Brewster Kahle said (in 2014) that corporations should be seen as the 1st generation AIs, and Charlie Stross reinforced it (in 2017) by dubbing corporations ‘Slow AI’ as corporations are context blind, single purpose algorithms. That single purpose being shareholder value. Jeremy Lent (in 2017) made the same point when he dubbed corporations ‘socio-paths with global reach’ and said that the fear of runaway AI was focusing on the wrong thing because “humans have already created a force that is well on its way to devouring both humanity and the earth in just the way they fear. It’s called the Corporation“. Basically our AI overlords are already here: they likely employ you. Of course existing Slow AI is best positioned to adopt its faster young, digital algorithms. It as such can be seen as the first step of the feared iterative path of run-away AI.
The doomsday scenario is … A.I.-supercharged corporations destroying the environment and the working class in their pursuit of shareholder value.
I’ll repeat the image I used in my 2019 blogpost linked above:
Your Slow AI overlords looking down on you, photo Simone Brunozzi, CC-BY-SA
LLMs usually require loads of training data, the bigger the better. This biases such training, as Maggie Appleton also pointed out, to western and English dominated resources. This paper describes creating a model for a group of 11 African languages that are underresourced online, and as a result don’t figure significantly in the large models going around (4 of the 11 have never been included in a LLM before). All the material is available on GitHub. They conclude that training a LLM with such lower resourced languages with the larger ones is less effective than taking a grouping of underresourced languages together. Less than 1GB of text can provide a competitive model! That sounds highly interesting for the stated reason: it allows models to be created for underresourced languages at relatively little effort. I think that is a fantastic purpose because it may assist in keeping a wide variety of languages more relevant and bucking the trend towards cultural centralisation (look at me writing here in English for a case in point). It also makes me wonder about a different group of use cases: where you have texts in a language that is well enough represented in the mainstream LLMs, but where the corpus you are specifically or only interested in is much smaller, below that 1GB threshold. For instance all your own written output over the course of your life, or for certain specific civic tech applications.
We show that it is possible to train competitive multilingual language models on less than 1 GB of text. .our model … is very competitive overall. … Results suggest that our “small data” approach based on similar languages may sometimes work better than joint training on large datasets with high-resource languages.

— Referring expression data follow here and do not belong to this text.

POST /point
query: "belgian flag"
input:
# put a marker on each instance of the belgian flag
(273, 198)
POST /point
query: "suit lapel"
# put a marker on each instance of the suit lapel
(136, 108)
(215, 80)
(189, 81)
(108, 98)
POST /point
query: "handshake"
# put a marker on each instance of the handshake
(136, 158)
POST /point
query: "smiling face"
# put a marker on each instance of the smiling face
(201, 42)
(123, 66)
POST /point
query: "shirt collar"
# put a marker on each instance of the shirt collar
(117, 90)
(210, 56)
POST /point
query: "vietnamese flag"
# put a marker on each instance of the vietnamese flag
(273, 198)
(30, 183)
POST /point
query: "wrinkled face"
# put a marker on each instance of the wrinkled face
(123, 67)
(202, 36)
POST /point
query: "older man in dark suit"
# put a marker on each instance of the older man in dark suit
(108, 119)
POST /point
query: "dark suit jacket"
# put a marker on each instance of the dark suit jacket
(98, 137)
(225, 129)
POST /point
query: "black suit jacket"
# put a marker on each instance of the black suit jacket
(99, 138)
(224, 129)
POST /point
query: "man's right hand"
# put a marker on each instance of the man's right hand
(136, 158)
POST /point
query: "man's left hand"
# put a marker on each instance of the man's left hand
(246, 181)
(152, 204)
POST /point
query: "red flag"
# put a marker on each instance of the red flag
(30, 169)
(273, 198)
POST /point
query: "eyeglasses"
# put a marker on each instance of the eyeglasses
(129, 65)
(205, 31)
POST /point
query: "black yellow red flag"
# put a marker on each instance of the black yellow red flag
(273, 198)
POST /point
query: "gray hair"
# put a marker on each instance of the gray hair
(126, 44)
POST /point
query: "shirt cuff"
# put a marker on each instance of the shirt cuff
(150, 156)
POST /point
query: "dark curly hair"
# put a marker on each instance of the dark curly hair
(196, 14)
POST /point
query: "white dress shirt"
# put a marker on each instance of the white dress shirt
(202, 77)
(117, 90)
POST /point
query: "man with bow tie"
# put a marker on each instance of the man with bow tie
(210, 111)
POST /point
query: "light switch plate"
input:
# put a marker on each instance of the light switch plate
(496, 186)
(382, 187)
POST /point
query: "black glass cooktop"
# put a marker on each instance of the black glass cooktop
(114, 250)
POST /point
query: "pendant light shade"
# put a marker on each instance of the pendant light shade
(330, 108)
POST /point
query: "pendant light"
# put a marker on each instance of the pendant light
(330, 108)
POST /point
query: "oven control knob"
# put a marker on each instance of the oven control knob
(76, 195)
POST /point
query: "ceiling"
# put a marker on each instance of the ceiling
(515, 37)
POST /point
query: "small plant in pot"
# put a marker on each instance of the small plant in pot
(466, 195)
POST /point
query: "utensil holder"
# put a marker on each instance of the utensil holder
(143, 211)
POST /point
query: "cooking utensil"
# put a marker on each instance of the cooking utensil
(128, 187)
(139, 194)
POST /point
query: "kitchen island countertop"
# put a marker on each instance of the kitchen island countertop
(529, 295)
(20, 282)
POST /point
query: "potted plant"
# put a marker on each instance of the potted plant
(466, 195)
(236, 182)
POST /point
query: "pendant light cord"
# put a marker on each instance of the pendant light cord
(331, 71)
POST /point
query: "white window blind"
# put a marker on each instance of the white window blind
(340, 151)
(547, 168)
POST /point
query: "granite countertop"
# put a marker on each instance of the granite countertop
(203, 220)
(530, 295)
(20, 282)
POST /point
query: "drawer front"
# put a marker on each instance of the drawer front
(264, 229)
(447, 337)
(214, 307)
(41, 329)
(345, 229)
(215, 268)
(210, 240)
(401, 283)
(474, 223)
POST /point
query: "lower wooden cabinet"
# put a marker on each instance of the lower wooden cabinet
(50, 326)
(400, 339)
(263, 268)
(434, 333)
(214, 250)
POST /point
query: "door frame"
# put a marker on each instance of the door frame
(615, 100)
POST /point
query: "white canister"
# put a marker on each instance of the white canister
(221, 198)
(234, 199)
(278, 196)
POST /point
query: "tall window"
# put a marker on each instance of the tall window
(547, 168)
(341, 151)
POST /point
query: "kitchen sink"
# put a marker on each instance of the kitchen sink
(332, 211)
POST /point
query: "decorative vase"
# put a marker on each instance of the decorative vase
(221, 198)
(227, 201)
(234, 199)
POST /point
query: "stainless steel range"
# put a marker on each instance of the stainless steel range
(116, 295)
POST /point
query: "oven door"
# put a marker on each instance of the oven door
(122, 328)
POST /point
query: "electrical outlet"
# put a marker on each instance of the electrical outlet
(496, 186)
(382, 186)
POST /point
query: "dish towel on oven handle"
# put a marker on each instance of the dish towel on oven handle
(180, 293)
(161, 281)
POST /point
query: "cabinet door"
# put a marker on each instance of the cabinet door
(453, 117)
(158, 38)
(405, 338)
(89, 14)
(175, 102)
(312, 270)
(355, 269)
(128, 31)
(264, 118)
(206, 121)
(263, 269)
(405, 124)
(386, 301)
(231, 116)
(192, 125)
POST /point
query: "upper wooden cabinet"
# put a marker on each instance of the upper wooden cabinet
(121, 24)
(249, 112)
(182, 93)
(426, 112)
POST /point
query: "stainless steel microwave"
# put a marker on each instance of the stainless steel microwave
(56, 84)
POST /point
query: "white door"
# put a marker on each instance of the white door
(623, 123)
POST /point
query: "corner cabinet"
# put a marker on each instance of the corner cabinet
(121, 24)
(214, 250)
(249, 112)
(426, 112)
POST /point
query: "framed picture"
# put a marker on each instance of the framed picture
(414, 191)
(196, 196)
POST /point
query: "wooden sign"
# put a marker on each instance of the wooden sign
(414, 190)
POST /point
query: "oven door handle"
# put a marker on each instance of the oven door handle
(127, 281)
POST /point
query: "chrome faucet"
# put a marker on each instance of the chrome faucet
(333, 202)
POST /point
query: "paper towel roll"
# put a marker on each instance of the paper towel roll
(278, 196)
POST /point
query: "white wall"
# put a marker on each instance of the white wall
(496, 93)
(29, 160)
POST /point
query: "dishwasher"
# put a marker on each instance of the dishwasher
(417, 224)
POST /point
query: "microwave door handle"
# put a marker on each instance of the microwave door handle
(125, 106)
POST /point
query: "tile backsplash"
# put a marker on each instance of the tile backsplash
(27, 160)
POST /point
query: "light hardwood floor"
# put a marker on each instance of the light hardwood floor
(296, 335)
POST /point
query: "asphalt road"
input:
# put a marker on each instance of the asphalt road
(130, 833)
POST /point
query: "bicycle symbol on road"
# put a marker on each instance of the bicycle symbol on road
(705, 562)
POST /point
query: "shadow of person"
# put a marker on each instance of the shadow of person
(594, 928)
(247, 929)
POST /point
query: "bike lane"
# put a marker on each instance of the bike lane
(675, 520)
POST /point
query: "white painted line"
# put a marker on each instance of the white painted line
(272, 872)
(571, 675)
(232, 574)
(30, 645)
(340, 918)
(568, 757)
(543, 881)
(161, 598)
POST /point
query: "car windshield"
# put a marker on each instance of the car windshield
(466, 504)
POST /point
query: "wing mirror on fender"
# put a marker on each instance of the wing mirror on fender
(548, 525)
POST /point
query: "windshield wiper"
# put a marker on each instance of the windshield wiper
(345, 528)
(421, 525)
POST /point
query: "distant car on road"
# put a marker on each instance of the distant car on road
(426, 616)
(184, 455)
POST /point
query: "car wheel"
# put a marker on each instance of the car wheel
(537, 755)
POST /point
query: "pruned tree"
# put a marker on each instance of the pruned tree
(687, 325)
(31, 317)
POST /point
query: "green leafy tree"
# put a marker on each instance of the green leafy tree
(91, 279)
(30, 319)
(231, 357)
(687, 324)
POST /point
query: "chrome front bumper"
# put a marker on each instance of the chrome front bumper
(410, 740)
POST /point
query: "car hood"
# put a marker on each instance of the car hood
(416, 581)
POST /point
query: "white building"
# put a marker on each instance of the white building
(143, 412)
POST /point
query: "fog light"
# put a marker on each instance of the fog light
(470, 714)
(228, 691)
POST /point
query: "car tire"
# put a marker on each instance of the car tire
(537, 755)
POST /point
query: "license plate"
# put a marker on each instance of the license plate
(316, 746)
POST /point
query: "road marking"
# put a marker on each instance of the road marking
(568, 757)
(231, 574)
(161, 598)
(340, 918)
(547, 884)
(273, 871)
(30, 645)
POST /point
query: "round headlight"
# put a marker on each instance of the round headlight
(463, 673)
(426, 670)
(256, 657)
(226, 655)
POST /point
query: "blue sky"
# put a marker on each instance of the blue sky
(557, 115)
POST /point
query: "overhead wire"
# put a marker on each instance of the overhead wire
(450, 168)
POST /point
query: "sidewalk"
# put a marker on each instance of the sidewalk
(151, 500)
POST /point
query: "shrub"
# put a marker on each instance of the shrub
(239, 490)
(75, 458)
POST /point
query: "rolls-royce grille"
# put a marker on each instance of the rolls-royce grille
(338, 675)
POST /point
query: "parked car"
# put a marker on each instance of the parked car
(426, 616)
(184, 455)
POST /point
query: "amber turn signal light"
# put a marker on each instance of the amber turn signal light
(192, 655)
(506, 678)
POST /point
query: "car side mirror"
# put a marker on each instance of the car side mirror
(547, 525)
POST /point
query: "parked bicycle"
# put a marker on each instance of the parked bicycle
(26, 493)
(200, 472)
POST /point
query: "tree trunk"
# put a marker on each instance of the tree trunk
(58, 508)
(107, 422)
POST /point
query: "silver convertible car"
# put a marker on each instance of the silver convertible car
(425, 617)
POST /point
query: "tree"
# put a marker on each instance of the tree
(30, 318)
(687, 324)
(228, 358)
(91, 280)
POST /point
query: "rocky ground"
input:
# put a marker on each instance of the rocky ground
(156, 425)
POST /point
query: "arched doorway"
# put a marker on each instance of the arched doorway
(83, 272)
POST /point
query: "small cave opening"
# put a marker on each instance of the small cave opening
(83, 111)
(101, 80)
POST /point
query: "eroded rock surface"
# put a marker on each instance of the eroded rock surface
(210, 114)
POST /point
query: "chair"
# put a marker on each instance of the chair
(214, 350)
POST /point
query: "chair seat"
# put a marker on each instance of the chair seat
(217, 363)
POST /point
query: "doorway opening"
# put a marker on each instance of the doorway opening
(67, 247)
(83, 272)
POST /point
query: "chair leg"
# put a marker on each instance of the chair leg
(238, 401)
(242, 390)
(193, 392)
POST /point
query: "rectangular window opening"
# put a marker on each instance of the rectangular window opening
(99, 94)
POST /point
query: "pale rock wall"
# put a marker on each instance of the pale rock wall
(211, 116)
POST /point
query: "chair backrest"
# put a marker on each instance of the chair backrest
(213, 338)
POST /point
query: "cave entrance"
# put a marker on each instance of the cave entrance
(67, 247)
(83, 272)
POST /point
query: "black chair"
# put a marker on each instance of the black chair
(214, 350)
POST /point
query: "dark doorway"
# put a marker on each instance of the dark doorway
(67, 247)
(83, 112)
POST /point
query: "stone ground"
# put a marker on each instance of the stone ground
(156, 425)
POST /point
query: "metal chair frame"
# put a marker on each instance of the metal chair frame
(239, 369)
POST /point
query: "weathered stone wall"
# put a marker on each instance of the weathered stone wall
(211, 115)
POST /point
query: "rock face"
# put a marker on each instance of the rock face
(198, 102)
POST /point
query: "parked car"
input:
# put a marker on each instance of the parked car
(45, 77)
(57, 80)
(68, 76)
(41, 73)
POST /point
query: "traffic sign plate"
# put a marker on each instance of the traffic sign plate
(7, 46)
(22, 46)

I think it is a bit of a ‘well-duh’ thing but worth underlining in general conversation still. The name Large Language Model is somewhat misleading and a misnomer as it does not contain a model of how (a) language (theoritically) works. It e.g. doesn’t generate texts by following grammar rules. How LLMs can generate code from natural language prompts because they have been trained with sofware code without the theoretical underpinnings of programming languages leads to this by extension. Veres suggests using the term of Large Corpus Models. I think getting people to write LCMs and not LLMs will be impossible. I can however for myself highlight the difference by reading ‘Large Language usage Model’ everytime I see LLM. As the Corpus is one of language(s) in actual use.
We argue that the term language model is misleading because deep learning models are not theoretical models of language and propose the adoption of corpus model instead, which better reflects the genesis and contents of the model.